How to compare Unicode characters that "look alike"?


I fall into a surprising issue.

I loaded a text file in my application and I have some logic which compares the value having µ.

And I realized that even if the texts are same the compare value is false.

 Console.WriteLine("μ".Equals("µ")); // returns false
 Console.WriteLine("µ".Equals("µ")); // return true

In later line the character µ is copy pasted.

However, these might not be the only characters that are like this.

Is there any way in C# to compare the characters which look the same but are actually different?


Solution

  • In many cases, you can normalize both of the Unicode characters to a certain normalization form before comparing them, and they should be able to match. Of course, which normalization form you need to use depends on the characters themselves; just because they look alike doesn't necessarily mean they represent the same character. You also need to consider if it's appropriate for your use case — see Jukka K. Korpela's comment.

    For this particular situation, if you refer to the links in Tony's answer, you'll see that the table for U+00B5 says:

    Decomposition <compat> GREEK SMALL LETTER MU (U+03BC)

    This means U+00B5, the second character in your original comparison, can be decomposed to U+03BC, the first character.

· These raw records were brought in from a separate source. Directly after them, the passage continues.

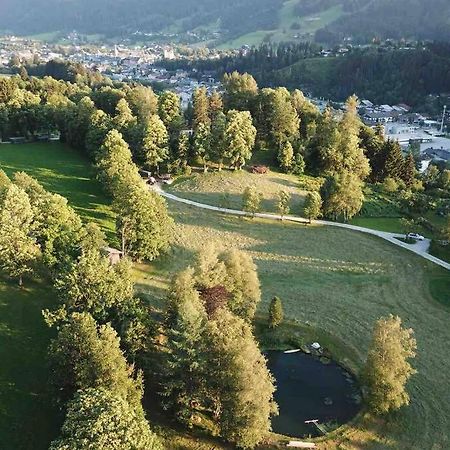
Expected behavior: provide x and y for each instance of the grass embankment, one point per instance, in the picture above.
(65, 171)
(28, 421)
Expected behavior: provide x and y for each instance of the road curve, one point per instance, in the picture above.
(420, 248)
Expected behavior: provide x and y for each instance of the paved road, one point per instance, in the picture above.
(419, 248)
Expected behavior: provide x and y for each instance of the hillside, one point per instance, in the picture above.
(396, 19)
(236, 22)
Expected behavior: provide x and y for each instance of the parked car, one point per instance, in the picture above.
(415, 236)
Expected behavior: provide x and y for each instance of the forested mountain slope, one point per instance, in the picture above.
(330, 20)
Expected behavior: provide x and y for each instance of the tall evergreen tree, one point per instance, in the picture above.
(93, 285)
(242, 282)
(286, 157)
(275, 313)
(313, 205)
(284, 200)
(201, 109)
(393, 160)
(143, 224)
(342, 196)
(215, 104)
(240, 91)
(202, 144)
(409, 170)
(251, 200)
(387, 368)
(56, 226)
(218, 143)
(143, 102)
(184, 365)
(115, 164)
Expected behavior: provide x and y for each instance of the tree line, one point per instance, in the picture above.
(201, 357)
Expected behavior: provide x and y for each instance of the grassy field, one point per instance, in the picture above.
(335, 282)
(226, 188)
(27, 419)
(62, 170)
(339, 282)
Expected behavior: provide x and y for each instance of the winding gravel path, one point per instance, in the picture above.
(419, 248)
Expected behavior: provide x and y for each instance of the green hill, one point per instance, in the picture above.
(234, 22)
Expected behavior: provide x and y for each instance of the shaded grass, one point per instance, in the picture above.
(28, 421)
(333, 282)
(65, 171)
(338, 282)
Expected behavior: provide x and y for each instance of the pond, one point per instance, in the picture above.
(308, 389)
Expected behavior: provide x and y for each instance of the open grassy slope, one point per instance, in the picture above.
(64, 171)
(340, 282)
(305, 27)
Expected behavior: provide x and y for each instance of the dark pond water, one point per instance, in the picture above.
(308, 389)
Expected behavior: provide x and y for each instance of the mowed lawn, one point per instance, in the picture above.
(65, 171)
(28, 419)
(340, 282)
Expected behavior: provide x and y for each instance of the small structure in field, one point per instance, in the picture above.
(112, 254)
(260, 170)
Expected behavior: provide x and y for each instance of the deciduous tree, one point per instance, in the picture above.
(313, 205)
(387, 368)
(240, 135)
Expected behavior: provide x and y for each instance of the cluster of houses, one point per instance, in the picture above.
(409, 128)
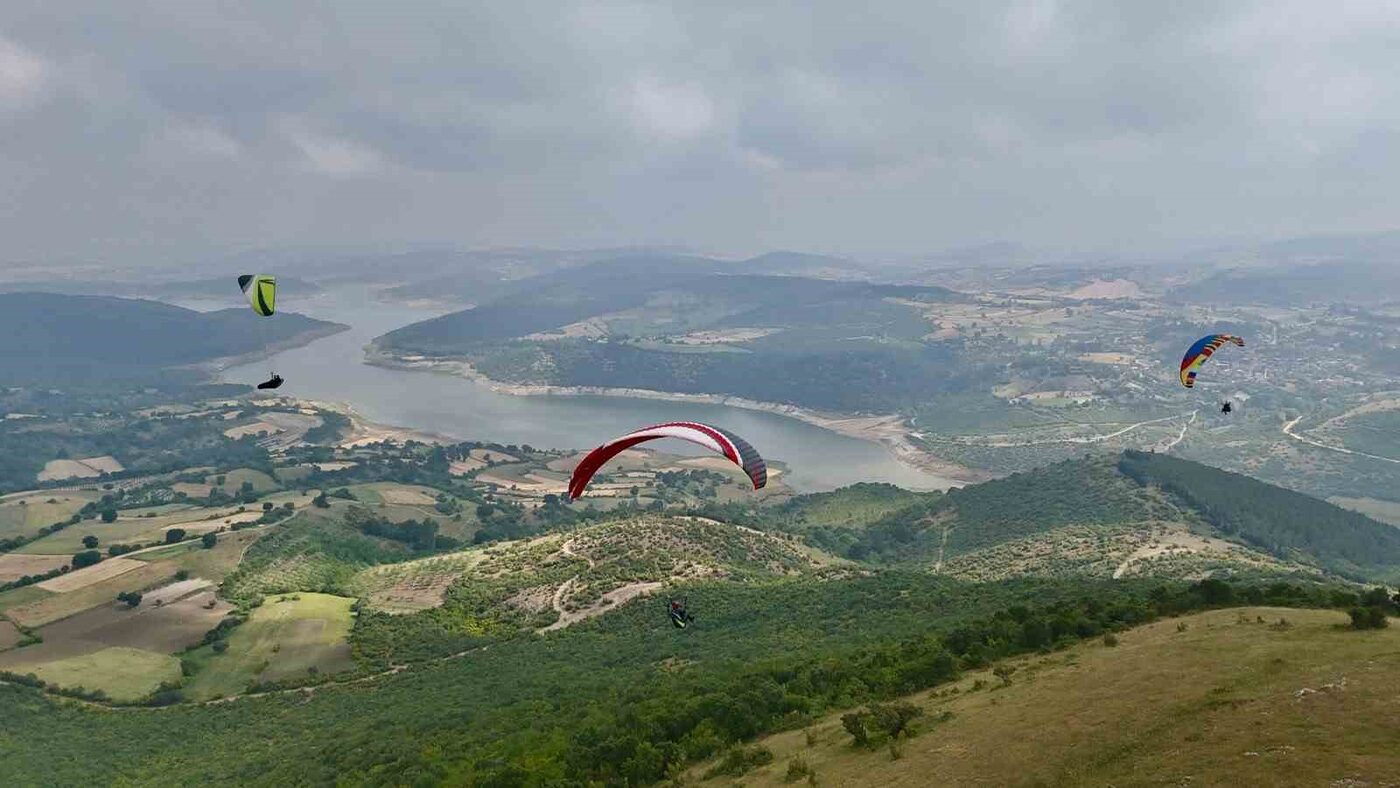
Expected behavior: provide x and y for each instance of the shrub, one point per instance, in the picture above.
(741, 760)
(797, 770)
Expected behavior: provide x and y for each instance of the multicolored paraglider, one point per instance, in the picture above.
(720, 441)
(262, 296)
(1200, 353)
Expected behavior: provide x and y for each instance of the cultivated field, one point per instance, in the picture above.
(10, 636)
(1375, 508)
(413, 585)
(123, 673)
(14, 566)
(287, 637)
(1236, 697)
(81, 578)
(25, 514)
(137, 529)
(212, 564)
(88, 468)
(167, 620)
(35, 606)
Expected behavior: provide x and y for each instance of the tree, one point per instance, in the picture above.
(893, 718)
(86, 559)
(854, 724)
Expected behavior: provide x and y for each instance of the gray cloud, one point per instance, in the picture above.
(165, 129)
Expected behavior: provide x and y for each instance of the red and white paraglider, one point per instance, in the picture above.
(714, 438)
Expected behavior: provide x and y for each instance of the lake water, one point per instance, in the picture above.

    So you'll normalize the characters using full compatibility decomposition, with the normalization forms KC or KD. Here's a quick example I wrote up to demonstrate:

    using System;
    using System.Text;
    
    class Program
    {
        static void Main(string[] args)
        {
            char first = 'μ';
            char second = 'µ';
    
            // Technically you only need to normalize U+00B5 to obtain U+03BC, but
            // if you're unsure which character is which, you can safely normalize both
            string firstNormalized = first.ToString().Normalize(NormalizationForm.FormKD);
            string secondNormalized = second.ToString().Normalize(NormalizationForm.FormKD);
    
            Console.WriteLine(first.Equals(second));                     // False
            Console.WriteLine(firstNormalized.Equals(secondNormalized)); // True
        }
    }
    

    For details on Unicode normalization and the different normalization forms refer to System.Text.NormalizationForm and the Unicode spec.